I have created a Wrapper around the Spark-Submit command to be able to generate real time events by parsing the logs. The purpose is to create a Real Time interface showing detailed progress of a Spark Job.
So the wrapper will look like this:
submitter = SparkSubmitter()
submitter.submit('/path/to/spark-code.py')
for log_event in submitter:
if log_event:
print('Event:', log_event)
And the output will look like the following:
Event: StartSparkContextEvent()
Event: StartWorkEvent()
Event: FinishWorkEvent()
Event: StopSparkContextEvent()
Internally, the SparkSubmitter class launches the spark-submit command as a subprocess.Popen process, and then iterators over the stdout stream and returns Events by parsing the logs generated by the process, like this:
class SparkSubmitter():
def submit(self, path):
command = self.build_spark_submit_command(path)
self.process = Popen(command, stdout=PIPE, stderr=PIPE)
def __iter__(self):
return self
def __next__(self):
# note: this is a IO-Blocking command
log = self.process.stdout.readline().decode('utf-8')
return self.parse_log_and_return_event(log)
This implementation works well with the Spark Standalone Cluster. But I am having a issue when running on a Yarn Cluster.

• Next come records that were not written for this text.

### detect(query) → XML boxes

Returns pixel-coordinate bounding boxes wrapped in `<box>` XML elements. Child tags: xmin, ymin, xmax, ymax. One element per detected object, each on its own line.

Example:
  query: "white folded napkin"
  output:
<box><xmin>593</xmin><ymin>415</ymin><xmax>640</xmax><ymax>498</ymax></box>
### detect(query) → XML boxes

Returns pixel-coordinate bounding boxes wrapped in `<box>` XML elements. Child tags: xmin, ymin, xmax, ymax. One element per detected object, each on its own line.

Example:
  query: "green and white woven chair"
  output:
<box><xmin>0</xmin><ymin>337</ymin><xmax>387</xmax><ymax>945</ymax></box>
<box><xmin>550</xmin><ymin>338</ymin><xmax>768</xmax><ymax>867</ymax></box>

In the Yarn Cluster the "Spark Related Logs" are coming in the stderr
, instead of stdout
. So my class is not able to parse the spark generated logs because it is only trying to read the stdout
.
Question 1: Is it possible to read Popen's stdout and stderr as a single stream?
Question 2: As stdout and stderr are both Streams, is it possible to merge both the streams and read them as one?
Question 3: Is it possible to redirect all the logs to only stdout?
The answer to all 3 of your questions is yes, you can use stderr=subprocess.STDOUT
as an argument to Popen
to redirect output from stderr
to stdout
:
self.process = Popen(command, stdout=PIPE, stderr=subprocess.STDOUT)